Random Forest – How to Prune Random Forests vs. Stopping Criteria

cartrandom forestscikit learn

I have recently noticed that SciKit-Learn now supports Cost Complexity Pruning, which is great. Since this has been implemented, should I still use other regression trees/ random forest hyper-parameters to control tree growth, or just use pruning of fully grown trees?

I see that in Classification and Regression Trees by Breiman et al (1984) mentions that one should use Pruning over Stopping? Is this still the case if I want to use a hyper-parameter grid search in SciKit Learn?

Best Answer

As you say, Breiman himself suggests pruning over stopping, and the reason for this is that stopping might be short-sighted, as blocking a "bad" split now might prevent some very "good" splits from happening later. Pruning, on the other hand, starts from the fully grown tree (so it takes longer to run) but it does not have this problem.
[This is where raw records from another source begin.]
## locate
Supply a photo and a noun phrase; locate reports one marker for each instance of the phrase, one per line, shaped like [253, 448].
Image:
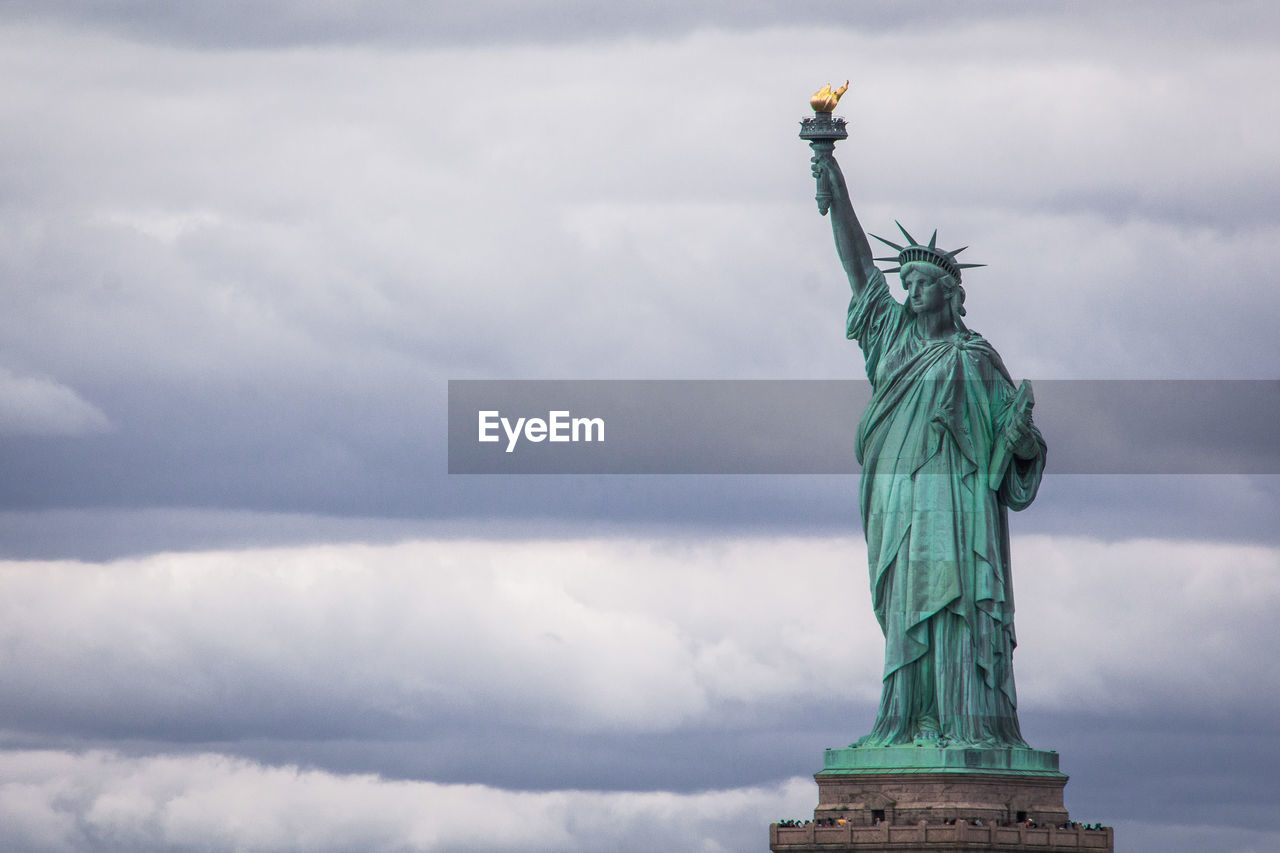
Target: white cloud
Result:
[56, 802]
[593, 635]
[42, 406]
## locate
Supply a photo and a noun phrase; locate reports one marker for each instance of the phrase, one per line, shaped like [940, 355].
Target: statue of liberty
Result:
[947, 447]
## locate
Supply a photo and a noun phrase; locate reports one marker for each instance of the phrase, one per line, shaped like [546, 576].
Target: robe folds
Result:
[937, 529]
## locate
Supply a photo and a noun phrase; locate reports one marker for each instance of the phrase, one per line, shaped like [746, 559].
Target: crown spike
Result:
[909, 238]
[888, 242]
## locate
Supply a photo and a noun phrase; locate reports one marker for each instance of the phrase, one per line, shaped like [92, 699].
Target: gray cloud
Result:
[42, 406]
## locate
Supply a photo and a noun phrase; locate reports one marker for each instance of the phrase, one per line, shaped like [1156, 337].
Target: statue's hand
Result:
[824, 170]
[1022, 437]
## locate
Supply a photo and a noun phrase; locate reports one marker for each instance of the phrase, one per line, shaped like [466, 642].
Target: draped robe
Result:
[937, 527]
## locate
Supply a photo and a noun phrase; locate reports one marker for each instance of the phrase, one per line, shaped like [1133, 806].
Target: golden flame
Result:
[824, 100]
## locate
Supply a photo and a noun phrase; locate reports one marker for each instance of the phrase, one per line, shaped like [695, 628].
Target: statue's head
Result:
[933, 261]
[951, 290]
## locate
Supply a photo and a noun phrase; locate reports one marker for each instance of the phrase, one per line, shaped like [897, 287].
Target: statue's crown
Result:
[931, 254]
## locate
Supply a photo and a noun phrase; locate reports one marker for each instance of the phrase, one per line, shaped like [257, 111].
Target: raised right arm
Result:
[851, 245]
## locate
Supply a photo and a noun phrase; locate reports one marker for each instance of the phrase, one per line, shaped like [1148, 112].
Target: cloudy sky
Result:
[245, 247]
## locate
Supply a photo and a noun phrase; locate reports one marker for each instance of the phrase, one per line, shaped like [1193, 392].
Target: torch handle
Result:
[823, 199]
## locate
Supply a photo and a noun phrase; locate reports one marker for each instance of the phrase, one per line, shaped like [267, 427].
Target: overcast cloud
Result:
[243, 247]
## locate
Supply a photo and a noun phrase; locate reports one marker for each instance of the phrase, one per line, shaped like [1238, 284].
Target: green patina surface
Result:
[947, 760]
[947, 448]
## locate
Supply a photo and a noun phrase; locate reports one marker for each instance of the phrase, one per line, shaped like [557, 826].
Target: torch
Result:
[823, 129]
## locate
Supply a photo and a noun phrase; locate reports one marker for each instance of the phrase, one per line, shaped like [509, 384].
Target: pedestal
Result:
[941, 799]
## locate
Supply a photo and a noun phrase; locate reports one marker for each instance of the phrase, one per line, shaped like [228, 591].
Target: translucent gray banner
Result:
[809, 427]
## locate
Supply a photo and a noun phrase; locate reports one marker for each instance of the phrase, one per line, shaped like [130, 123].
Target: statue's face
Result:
[924, 292]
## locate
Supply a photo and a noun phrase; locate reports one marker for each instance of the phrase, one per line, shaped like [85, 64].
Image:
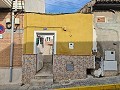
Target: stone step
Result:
[41, 82]
[47, 58]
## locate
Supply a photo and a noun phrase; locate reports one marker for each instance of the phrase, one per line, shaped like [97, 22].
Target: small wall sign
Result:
[2, 29]
[1, 36]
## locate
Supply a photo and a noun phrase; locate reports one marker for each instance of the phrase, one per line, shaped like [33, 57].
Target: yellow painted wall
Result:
[78, 25]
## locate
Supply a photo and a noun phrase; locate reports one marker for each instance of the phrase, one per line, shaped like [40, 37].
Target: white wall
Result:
[37, 6]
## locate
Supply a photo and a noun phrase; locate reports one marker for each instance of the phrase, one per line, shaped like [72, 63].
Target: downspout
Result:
[12, 42]
[11, 49]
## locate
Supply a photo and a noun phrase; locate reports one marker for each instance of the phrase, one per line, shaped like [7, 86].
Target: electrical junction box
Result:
[17, 21]
[8, 20]
[71, 45]
[110, 55]
[110, 65]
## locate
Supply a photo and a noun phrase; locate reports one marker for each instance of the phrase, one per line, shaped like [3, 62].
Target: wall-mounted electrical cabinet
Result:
[8, 20]
[110, 65]
[109, 55]
[71, 45]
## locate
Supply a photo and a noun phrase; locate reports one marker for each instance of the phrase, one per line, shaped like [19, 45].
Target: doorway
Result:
[45, 48]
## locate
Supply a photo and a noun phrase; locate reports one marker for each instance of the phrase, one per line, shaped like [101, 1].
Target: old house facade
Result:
[106, 24]
[72, 46]
[11, 54]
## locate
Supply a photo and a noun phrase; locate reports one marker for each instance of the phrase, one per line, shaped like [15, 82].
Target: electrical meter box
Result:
[71, 45]
[110, 55]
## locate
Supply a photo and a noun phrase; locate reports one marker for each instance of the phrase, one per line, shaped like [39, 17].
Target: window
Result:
[48, 39]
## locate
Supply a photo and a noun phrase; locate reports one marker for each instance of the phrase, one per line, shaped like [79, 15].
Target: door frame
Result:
[45, 32]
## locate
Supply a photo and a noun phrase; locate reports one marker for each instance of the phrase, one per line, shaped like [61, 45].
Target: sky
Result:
[64, 6]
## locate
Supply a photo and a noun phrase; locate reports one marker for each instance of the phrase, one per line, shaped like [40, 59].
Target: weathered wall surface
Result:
[78, 26]
[80, 66]
[5, 75]
[5, 42]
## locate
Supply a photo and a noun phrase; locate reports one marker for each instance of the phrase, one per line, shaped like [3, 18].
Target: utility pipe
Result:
[11, 48]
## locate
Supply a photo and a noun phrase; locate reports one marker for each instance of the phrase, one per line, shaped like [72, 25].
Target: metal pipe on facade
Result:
[11, 48]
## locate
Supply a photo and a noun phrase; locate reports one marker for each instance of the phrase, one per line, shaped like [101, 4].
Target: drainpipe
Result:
[11, 48]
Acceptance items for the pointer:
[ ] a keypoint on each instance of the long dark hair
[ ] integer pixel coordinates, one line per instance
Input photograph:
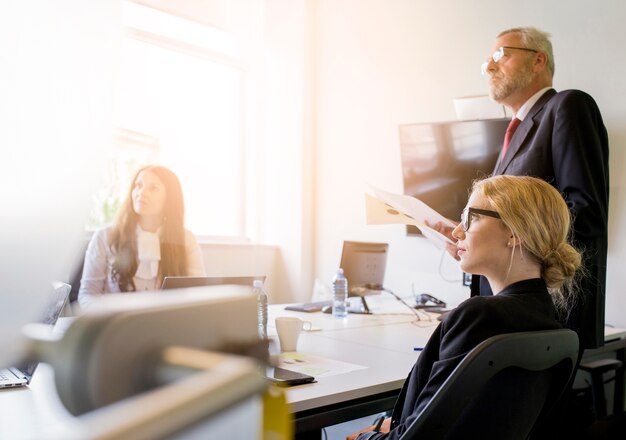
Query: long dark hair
(123, 234)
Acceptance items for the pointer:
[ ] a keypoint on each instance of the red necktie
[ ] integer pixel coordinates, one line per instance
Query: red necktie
(509, 134)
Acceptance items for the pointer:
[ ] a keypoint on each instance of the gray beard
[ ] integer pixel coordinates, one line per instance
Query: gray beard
(510, 85)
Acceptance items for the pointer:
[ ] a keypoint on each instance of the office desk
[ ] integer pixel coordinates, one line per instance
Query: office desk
(382, 343)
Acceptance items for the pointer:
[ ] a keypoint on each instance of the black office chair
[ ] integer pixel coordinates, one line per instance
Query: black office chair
(506, 388)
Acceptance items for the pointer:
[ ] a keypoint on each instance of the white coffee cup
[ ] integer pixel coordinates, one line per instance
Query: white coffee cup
(289, 329)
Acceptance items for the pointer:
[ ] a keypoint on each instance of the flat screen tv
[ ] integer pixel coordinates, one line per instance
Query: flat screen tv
(441, 159)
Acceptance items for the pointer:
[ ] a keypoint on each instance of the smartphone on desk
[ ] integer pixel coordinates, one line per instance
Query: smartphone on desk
(287, 378)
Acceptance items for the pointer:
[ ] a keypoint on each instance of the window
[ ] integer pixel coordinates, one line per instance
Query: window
(180, 101)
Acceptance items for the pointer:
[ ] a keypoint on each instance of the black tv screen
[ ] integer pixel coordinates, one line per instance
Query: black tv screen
(441, 159)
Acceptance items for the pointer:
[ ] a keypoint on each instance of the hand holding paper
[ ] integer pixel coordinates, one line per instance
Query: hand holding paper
(388, 208)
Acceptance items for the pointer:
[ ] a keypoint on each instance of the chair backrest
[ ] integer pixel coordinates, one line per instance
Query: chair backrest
(505, 388)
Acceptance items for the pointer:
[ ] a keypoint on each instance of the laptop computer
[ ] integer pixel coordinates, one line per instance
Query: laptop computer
(183, 282)
(21, 375)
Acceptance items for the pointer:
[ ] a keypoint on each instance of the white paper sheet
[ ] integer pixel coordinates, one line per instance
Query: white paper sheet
(315, 366)
(389, 208)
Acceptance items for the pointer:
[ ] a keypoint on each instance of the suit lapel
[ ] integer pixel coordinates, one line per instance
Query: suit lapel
(519, 138)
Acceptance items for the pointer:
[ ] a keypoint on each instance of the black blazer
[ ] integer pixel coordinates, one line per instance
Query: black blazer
(563, 141)
(523, 306)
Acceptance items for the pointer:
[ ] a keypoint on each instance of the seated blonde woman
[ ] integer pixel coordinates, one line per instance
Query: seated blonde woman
(514, 231)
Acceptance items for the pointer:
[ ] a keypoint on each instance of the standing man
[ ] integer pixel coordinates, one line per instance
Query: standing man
(559, 137)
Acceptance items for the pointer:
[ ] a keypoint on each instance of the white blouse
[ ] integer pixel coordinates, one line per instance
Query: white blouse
(97, 277)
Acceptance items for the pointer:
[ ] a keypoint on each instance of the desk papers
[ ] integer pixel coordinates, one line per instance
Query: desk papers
(315, 366)
(388, 208)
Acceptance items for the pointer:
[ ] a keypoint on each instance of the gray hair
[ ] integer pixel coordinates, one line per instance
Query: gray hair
(533, 38)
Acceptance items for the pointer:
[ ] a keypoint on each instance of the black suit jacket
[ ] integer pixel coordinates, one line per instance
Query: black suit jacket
(523, 306)
(563, 141)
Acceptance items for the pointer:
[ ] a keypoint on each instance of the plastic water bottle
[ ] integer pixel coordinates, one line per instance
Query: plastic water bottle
(261, 298)
(340, 295)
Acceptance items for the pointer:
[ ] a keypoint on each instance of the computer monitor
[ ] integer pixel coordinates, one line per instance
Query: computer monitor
(111, 351)
(364, 265)
(441, 159)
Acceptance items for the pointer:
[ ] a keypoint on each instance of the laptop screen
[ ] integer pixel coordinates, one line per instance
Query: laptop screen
(183, 282)
(53, 308)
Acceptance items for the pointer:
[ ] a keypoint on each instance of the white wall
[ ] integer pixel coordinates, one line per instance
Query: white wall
(381, 63)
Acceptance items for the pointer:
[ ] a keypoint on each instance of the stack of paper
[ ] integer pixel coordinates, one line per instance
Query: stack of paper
(387, 208)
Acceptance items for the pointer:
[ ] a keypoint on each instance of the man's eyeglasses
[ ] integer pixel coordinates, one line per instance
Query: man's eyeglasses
(466, 216)
(499, 54)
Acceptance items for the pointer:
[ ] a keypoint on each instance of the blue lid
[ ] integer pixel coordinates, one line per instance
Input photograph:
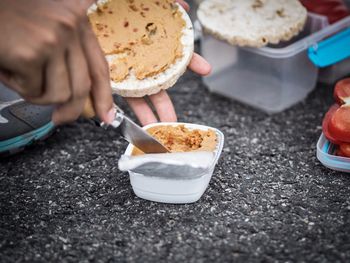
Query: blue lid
(331, 50)
(326, 155)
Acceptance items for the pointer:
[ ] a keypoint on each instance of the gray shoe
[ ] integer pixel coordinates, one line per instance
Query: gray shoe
(21, 123)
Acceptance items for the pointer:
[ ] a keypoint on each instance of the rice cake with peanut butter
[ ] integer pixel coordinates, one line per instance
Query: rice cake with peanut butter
(148, 43)
(181, 139)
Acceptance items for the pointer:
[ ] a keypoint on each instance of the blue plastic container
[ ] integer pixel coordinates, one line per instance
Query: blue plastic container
(326, 155)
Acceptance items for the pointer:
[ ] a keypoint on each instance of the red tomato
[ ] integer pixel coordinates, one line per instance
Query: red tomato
(344, 149)
(339, 124)
(325, 124)
(342, 91)
(335, 10)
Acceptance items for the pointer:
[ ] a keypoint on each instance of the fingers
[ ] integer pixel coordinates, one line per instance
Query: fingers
(79, 83)
(100, 82)
(164, 106)
(184, 5)
(57, 82)
(199, 65)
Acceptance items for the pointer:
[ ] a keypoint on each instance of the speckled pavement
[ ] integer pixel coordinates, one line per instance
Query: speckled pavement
(270, 200)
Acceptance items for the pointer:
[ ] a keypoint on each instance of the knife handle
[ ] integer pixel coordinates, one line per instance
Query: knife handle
(88, 111)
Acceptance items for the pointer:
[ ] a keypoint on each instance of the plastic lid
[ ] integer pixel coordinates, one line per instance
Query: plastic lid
(326, 155)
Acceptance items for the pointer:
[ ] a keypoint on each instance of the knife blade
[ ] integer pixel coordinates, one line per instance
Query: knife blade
(134, 134)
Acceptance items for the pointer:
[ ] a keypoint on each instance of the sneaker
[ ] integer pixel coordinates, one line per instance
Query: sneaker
(21, 123)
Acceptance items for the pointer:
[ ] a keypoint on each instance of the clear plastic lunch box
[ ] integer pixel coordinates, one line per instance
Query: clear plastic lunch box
(326, 155)
(175, 190)
(275, 77)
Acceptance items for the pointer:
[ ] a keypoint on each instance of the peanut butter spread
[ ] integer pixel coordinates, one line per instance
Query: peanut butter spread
(181, 139)
(145, 36)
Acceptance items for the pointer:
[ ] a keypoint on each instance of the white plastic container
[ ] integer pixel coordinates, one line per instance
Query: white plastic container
(271, 78)
(326, 155)
(176, 191)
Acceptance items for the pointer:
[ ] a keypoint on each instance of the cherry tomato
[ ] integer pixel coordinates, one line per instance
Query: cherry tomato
(335, 10)
(325, 124)
(342, 91)
(339, 124)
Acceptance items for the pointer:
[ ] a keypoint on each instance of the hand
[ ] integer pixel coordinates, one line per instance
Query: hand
(51, 56)
(161, 101)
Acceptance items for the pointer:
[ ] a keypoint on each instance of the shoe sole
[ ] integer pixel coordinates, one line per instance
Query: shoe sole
(19, 143)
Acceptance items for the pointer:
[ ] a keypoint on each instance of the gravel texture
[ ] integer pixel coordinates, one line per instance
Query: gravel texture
(270, 200)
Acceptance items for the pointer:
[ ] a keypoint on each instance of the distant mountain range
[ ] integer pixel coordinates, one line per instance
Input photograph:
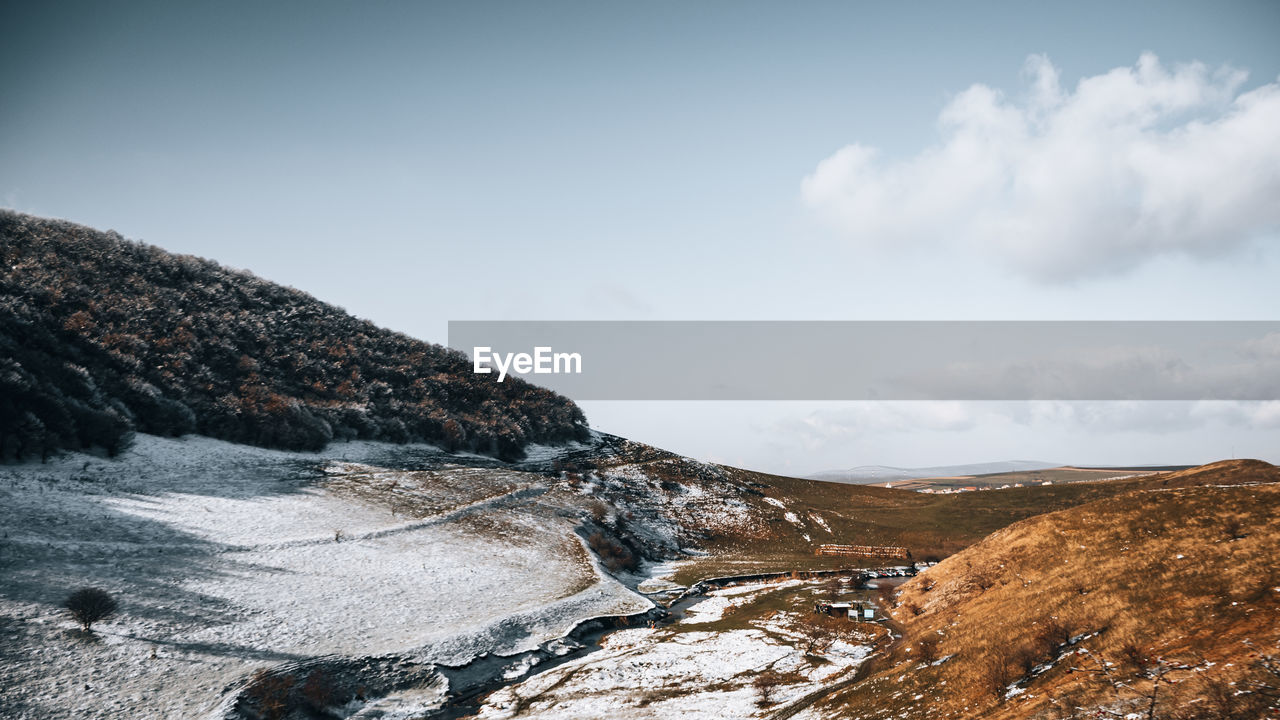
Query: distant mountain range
(873, 474)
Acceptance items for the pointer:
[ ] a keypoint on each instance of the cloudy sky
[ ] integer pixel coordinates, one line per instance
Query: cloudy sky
(419, 163)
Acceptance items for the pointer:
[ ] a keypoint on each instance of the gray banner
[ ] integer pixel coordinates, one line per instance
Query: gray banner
(882, 360)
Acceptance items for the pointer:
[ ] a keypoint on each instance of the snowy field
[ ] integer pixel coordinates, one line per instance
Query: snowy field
(681, 671)
(227, 559)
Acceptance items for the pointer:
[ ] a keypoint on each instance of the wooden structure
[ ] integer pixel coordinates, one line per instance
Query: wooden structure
(864, 551)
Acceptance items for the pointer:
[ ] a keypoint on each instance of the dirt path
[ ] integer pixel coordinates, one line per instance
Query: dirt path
(809, 698)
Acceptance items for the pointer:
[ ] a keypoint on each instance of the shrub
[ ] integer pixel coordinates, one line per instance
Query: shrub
(88, 606)
(766, 684)
(318, 691)
(270, 692)
(612, 554)
(928, 648)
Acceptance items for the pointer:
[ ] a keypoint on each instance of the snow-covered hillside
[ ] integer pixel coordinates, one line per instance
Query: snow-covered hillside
(227, 559)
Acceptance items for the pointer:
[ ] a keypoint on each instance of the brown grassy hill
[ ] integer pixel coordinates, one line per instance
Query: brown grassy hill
(791, 516)
(1169, 592)
(101, 336)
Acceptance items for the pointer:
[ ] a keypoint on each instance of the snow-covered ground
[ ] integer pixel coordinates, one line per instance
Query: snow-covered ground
(680, 671)
(227, 559)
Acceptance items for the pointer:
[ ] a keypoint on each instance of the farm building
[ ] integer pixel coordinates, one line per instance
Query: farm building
(864, 551)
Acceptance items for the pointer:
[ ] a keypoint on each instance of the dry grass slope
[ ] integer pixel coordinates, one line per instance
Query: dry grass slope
(1170, 591)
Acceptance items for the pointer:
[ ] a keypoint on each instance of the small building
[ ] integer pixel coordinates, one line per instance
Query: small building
(864, 551)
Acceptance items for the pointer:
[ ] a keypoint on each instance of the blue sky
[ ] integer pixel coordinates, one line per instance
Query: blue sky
(417, 163)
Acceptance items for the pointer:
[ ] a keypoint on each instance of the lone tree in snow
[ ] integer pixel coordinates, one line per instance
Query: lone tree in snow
(88, 606)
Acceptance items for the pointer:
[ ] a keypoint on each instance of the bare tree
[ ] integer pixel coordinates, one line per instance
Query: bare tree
(88, 606)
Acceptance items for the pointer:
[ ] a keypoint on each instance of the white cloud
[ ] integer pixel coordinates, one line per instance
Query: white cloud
(1133, 164)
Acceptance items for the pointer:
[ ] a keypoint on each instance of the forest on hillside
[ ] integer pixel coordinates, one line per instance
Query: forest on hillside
(101, 337)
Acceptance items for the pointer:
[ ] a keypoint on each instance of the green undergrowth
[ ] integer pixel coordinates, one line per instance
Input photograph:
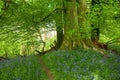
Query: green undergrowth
(22, 68)
(115, 46)
(82, 65)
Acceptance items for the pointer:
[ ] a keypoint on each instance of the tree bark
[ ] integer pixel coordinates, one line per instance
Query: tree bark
(74, 19)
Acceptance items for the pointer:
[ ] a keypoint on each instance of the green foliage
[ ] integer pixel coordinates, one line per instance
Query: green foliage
(22, 68)
(82, 65)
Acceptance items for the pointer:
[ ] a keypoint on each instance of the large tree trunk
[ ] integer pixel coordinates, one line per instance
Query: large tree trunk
(74, 18)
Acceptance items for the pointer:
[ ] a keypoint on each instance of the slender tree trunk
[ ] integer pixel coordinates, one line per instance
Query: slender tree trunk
(95, 33)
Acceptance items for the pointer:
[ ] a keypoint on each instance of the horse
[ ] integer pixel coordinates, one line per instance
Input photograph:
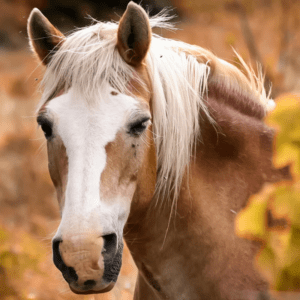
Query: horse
(158, 142)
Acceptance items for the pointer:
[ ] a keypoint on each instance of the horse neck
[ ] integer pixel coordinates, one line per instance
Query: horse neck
(196, 237)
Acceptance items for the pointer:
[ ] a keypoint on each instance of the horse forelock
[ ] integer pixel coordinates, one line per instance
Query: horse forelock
(181, 77)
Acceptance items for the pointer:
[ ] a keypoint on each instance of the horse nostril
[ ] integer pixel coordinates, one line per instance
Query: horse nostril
(90, 283)
(56, 254)
(110, 245)
(68, 272)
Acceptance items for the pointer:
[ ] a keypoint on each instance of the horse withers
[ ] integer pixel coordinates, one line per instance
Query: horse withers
(156, 141)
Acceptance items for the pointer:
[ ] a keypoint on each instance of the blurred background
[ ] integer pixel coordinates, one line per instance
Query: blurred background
(265, 32)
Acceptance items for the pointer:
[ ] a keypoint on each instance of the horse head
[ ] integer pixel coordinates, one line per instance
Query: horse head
(100, 144)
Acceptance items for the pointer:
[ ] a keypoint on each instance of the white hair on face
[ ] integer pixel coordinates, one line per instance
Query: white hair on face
(88, 58)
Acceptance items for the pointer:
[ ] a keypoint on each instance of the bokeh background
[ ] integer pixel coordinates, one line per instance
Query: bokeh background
(265, 32)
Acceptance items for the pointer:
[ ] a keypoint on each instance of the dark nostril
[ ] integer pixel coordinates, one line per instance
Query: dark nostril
(90, 283)
(56, 254)
(110, 245)
(68, 272)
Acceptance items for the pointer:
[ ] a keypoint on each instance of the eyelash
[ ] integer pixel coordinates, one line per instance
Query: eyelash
(137, 128)
(46, 126)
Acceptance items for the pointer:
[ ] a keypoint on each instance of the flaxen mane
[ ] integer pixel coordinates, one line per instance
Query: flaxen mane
(182, 76)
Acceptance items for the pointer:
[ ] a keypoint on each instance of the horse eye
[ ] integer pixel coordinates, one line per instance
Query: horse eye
(138, 127)
(46, 126)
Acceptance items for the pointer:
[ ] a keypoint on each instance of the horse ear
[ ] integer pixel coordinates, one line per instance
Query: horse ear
(44, 37)
(134, 34)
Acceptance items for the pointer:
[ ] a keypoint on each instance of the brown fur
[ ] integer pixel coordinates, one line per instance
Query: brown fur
(195, 254)
(202, 258)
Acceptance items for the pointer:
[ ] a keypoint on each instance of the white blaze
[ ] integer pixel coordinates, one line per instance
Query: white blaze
(85, 131)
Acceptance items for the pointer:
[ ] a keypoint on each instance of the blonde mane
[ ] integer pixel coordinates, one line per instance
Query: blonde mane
(180, 75)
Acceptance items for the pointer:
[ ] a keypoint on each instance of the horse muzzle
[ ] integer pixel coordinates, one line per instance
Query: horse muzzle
(89, 264)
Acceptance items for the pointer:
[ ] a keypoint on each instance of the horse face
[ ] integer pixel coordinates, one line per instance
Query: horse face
(95, 156)
(99, 157)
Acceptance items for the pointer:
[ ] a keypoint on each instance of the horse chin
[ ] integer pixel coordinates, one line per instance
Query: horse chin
(108, 288)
When using decision trees, I would therefore only use a pruning parameter to avoid overfitting, while you can still keep a "relaxed" value of max_depth or min_samples_leaf just in case you want your trees to avoid having a certain size.

For Random Forests instead, I would not use any pruning/stopping criterion, unless you have restrictions with memory usage, as the algorithm most of the time works best with fully grown trees (it is mentioned both by Breiman in the original paper, and by Hastie/Tibshirani in their book, if you need references)